A partir du 1er novembre, les 13,7 millions de retraités du secteur privé affiliés à l'Agirc-Arrco bénéficieront d'une augmentation de leur pension. Mais que peuvent-ils réellement attendre de cette revalorisation ?
Le mécanisme de revalorisation de l'Agirc-Arrco
Chaque année, la revalorisation des pensions complémentaires est régie par un accord national interprofessionnel, négocié en 2024 et valable jusqu'en 2026. Ce dispositif prévoit que la valeur du point évolue en fonction de l'inflation, hors tabac, à laquelle s'ajoute un ajustement de 0,40 point. Autrement dit, la hausse sera déterminée par l'inflation observée sur l'année écoulée, assortie d'une possible majoration pour rattraper l'inflation réelle.
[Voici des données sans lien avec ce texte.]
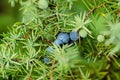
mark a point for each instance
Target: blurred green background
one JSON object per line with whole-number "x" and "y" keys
{"x": 8, "y": 15}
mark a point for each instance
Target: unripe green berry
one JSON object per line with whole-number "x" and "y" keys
{"x": 83, "y": 33}
{"x": 100, "y": 38}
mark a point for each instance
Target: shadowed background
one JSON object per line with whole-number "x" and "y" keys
{"x": 8, "y": 15}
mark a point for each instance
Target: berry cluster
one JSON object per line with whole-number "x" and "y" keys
{"x": 64, "y": 38}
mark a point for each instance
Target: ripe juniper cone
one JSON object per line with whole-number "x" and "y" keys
{"x": 46, "y": 60}
{"x": 83, "y": 33}
{"x": 74, "y": 35}
{"x": 63, "y": 37}
{"x": 58, "y": 42}
{"x": 50, "y": 49}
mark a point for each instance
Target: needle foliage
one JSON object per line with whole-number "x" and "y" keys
{"x": 23, "y": 48}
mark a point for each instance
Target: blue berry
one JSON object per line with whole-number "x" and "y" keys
{"x": 50, "y": 49}
{"x": 74, "y": 35}
{"x": 46, "y": 60}
{"x": 64, "y": 37}
{"x": 58, "y": 42}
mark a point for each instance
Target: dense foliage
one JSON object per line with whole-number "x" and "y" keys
{"x": 28, "y": 51}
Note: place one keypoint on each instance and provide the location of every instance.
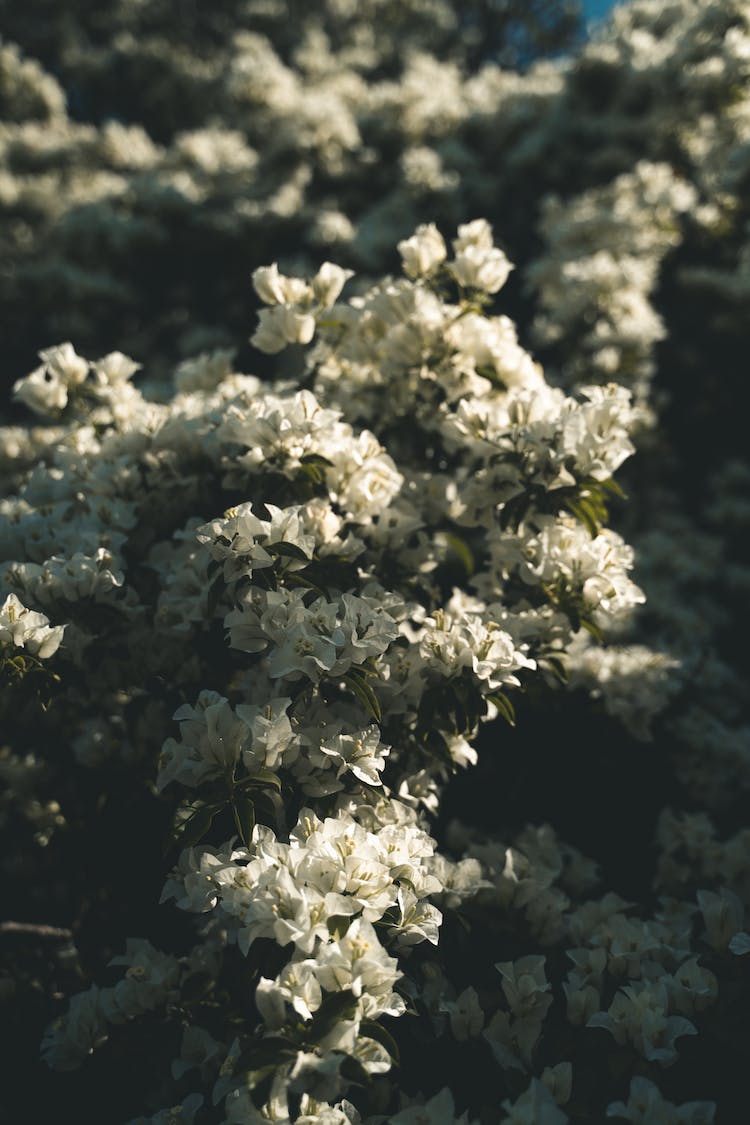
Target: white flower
(281, 325)
(362, 754)
(423, 252)
(43, 392)
(480, 268)
(26, 629)
(327, 284)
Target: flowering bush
(254, 629)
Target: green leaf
(288, 550)
(362, 690)
(262, 779)
(245, 818)
(337, 925)
(354, 1072)
(584, 511)
(335, 1008)
(265, 1053)
(461, 549)
(593, 629)
(373, 1031)
(300, 578)
(557, 667)
(193, 829)
(504, 705)
(613, 487)
(316, 459)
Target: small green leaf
(504, 705)
(373, 1031)
(261, 779)
(269, 1052)
(613, 487)
(593, 629)
(585, 513)
(557, 667)
(288, 550)
(354, 1072)
(245, 818)
(360, 687)
(461, 549)
(193, 829)
(337, 925)
(335, 1008)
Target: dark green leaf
(337, 925)
(354, 1072)
(373, 1031)
(585, 513)
(360, 687)
(593, 629)
(613, 487)
(193, 829)
(462, 550)
(557, 667)
(335, 1008)
(288, 550)
(504, 705)
(261, 779)
(269, 1052)
(245, 818)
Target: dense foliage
(416, 699)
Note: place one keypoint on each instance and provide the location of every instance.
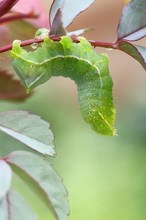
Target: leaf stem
(56, 38)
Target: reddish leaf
(11, 88)
(137, 52)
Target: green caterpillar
(79, 62)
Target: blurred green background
(105, 176)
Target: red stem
(6, 5)
(17, 16)
(55, 38)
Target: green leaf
(69, 8)
(37, 173)
(57, 28)
(5, 178)
(14, 207)
(132, 25)
(29, 129)
(11, 88)
(137, 52)
(79, 62)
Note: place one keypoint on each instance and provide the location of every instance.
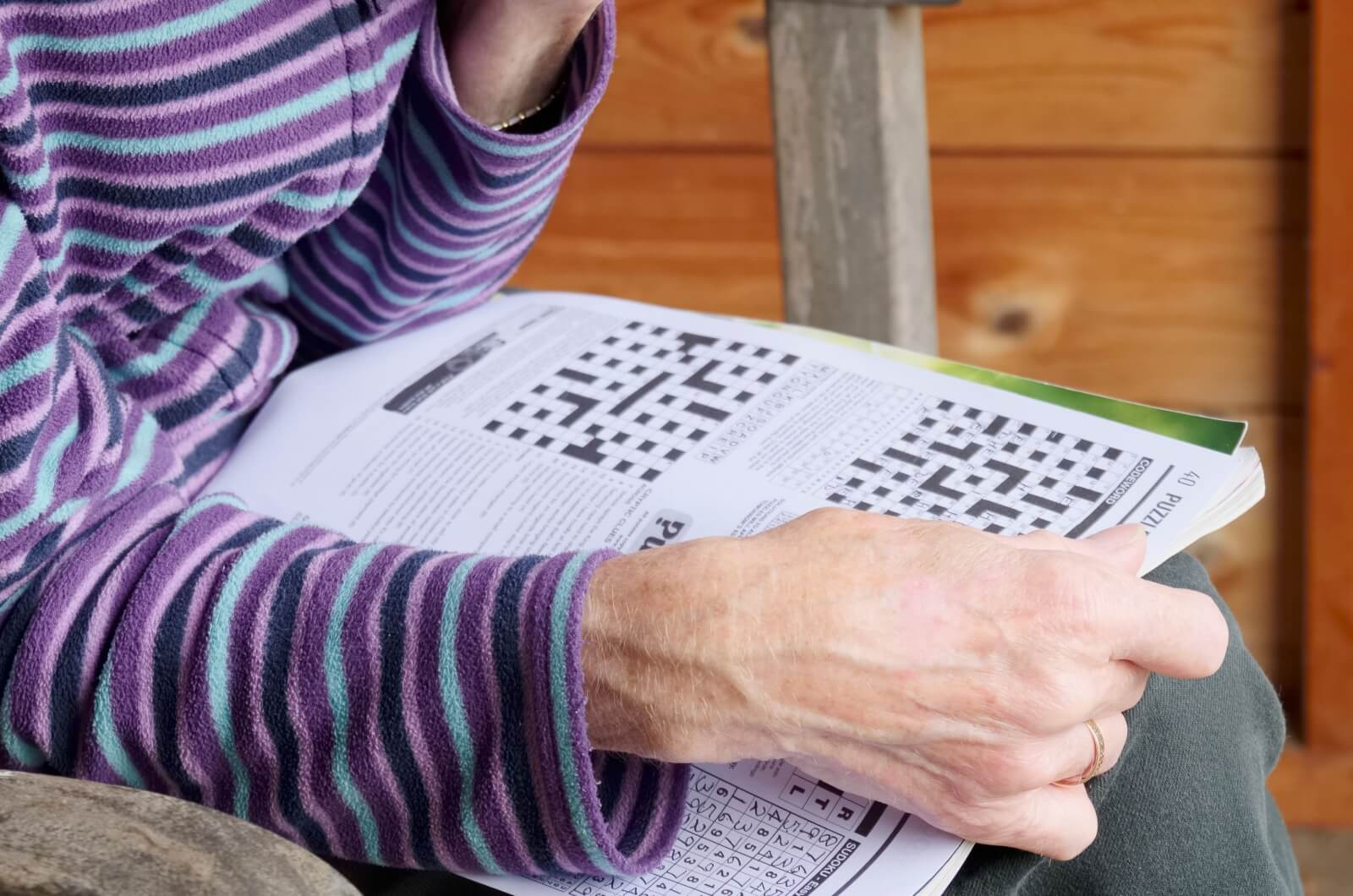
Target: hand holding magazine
(545, 423)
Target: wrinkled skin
(945, 670)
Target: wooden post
(1329, 562)
(852, 161)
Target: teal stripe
(11, 227)
(336, 91)
(187, 26)
(559, 612)
(29, 366)
(218, 658)
(45, 484)
(202, 505)
(19, 750)
(336, 679)
(168, 349)
(430, 153)
(322, 202)
(106, 731)
(139, 456)
(405, 234)
(10, 83)
(457, 722)
(67, 511)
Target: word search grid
(737, 844)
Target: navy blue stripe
(394, 733)
(277, 666)
(513, 749)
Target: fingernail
(1120, 535)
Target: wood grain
(1221, 76)
(1329, 560)
(1314, 787)
(852, 167)
(1159, 281)
(1167, 281)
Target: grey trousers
(1186, 810)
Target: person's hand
(939, 669)
(507, 56)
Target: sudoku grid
(640, 398)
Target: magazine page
(545, 423)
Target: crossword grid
(737, 844)
(984, 470)
(639, 400)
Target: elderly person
(200, 194)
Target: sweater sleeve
(451, 209)
(370, 702)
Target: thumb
(1123, 547)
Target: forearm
(507, 56)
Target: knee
(1233, 713)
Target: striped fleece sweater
(194, 191)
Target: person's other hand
(507, 56)
(944, 670)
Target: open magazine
(545, 423)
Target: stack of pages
(545, 423)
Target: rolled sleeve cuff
(608, 814)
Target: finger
(1122, 547)
(1172, 631)
(1114, 688)
(1076, 750)
(1054, 822)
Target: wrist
(660, 658)
(507, 56)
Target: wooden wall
(1120, 206)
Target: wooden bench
(852, 159)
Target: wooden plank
(852, 167)
(1329, 598)
(1174, 281)
(1256, 560)
(1314, 787)
(1100, 74)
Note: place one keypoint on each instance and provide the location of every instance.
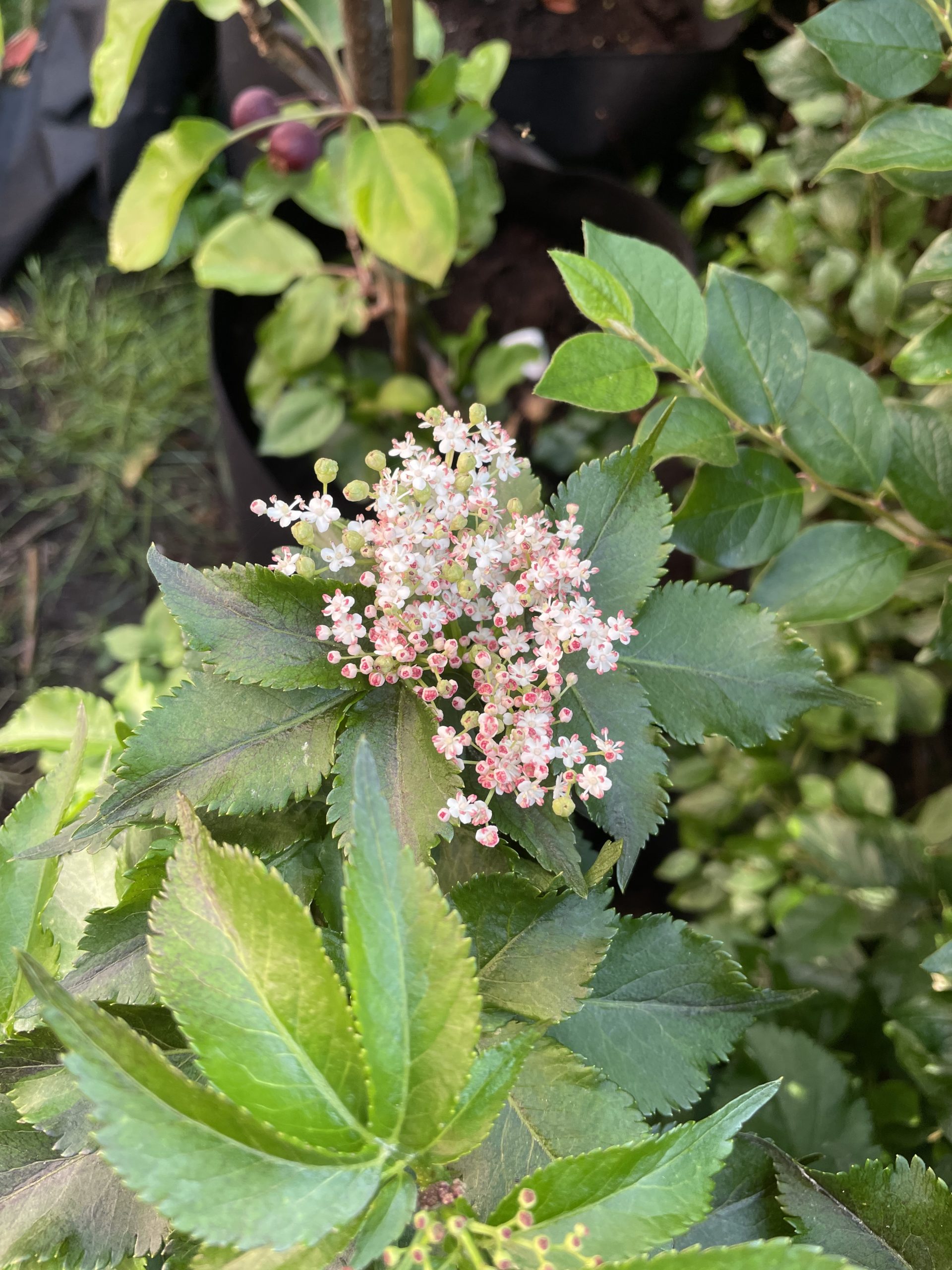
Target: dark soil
(613, 26)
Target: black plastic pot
(549, 203)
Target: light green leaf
(889, 48)
(403, 201)
(833, 572)
(207, 1165)
(150, 203)
(484, 1096)
(917, 137)
(665, 1004)
(413, 982)
(481, 73)
(535, 953)
(253, 624)
(254, 255)
(232, 952)
(841, 427)
(626, 525)
(301, 422)
(635, 804)
(668, 308)
(896, 1218)
(740, 516)
(128, 24)
(757, 351)
(601, 373)
(633, 1198)
(695, 430)
(558, 1108)
(416, 779)
(927, 359)
(921, 470)
(230, 747)
(597, 293)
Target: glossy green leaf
(714, 665)
(740, 516)
(597, 294)
(833, 572)
(889, 48)
(695, 430)
(150, 203)
(403, 201)
(756, 353)
(416, 779)
(535, 953)
(558, 1108)
(631, 1198)
(635, 804)
(839, 426)
(206, 1164)
(885, 1218)
(232, 747)
(412, 978)
(128, 24)
(598, 371)
(668, 308)
(626, 525)
(253, 624)
(916, 137)
(254, 255)
(665, 1004)
(927, 359)
(232, 951)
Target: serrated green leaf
(597, 294)
(412, 980)
(889, 48)
(668, 308)
(416, 779)
(756, 352)
(921, 469)
(833, 572)
(207, 1165)
(714, 665)
(740, 516)
(916, 137)
(232, 951)
(896, 1218)
(841, 427)
(535, 953)
(598, 371)
(635, 804)
(230, 747)
(695, 430)
(558, 1108)
(633, 1198)
(665, 1004)
(626, 525)
(257, 627)
(148, 211)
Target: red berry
(254, 105)
(294, 146)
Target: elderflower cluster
(474, 606)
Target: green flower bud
(325, 470)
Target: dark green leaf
(740, 516)
(757, 351)
(713, 665)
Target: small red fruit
(294, 146)
(254, 105)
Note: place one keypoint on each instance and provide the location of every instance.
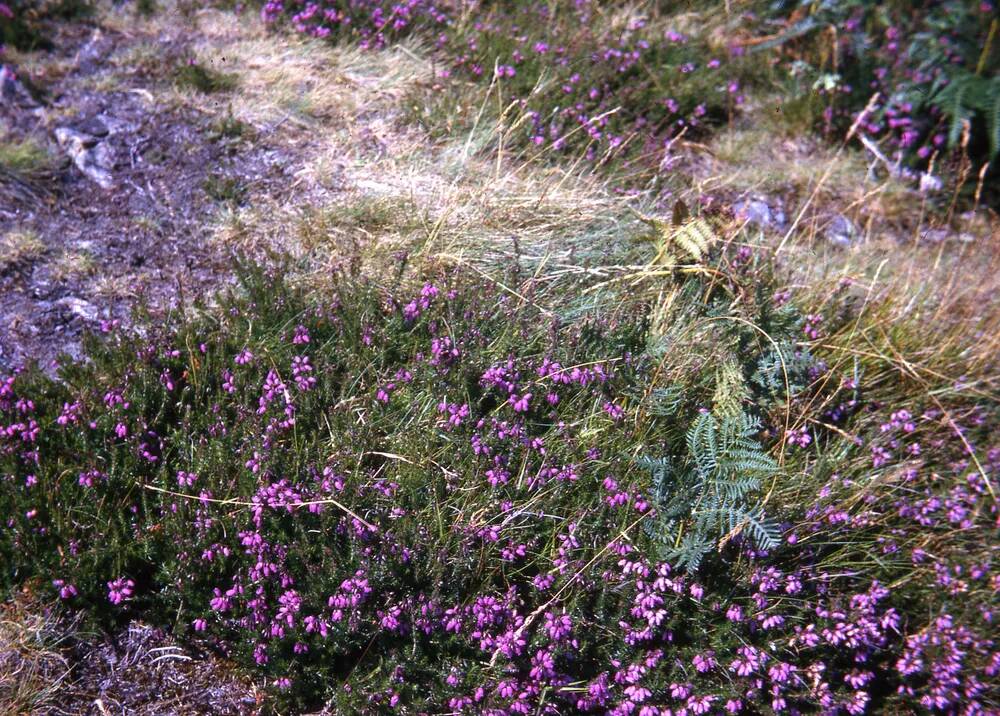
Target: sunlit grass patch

Estimation de la revalorisation
D'après les dernières données publiées, l'inflation hors tabac pour l'année s'établit à 1%, légèrement supérieure aux prévisions antérieures. En appliquant les conditions fixées dans l'accord, la revalorisation devrait se situer entre 0,6% et 1%. Pour mémoire, l’an dernier, les pensions avaient connu une hausse de 1,6%, tandis que les années précédentes avaient enregistré des augmentations significatives dues à des niveaux d'inflation élevés.
Impact sur les pensions
Le montant de la revalorisation variera en fonction des pensions individuelles. En moyenne, la pension complémentaire des retraités est de 527 euros bruts par mois. Ainsi, avec une revalorisation maximale de 1%, la hausse serait de 5,27 euros, tandis qu'à 0,6%, elle serait de 3,16 euros. Ces montants, bien que positifs, ne suffisent pas à compenser entièrement la perte de pouvoir d'achat liée à l'inflation.
Il convient également de noter que si les pensions complémentaires Agirc-Arrco sont ajustées en novembre, les pensions de base le seront en janvier. Cependant, l’incertitude persiste quant à la revalorisation prévue pour janvier 2026, avec des discussions politiques encore en cours.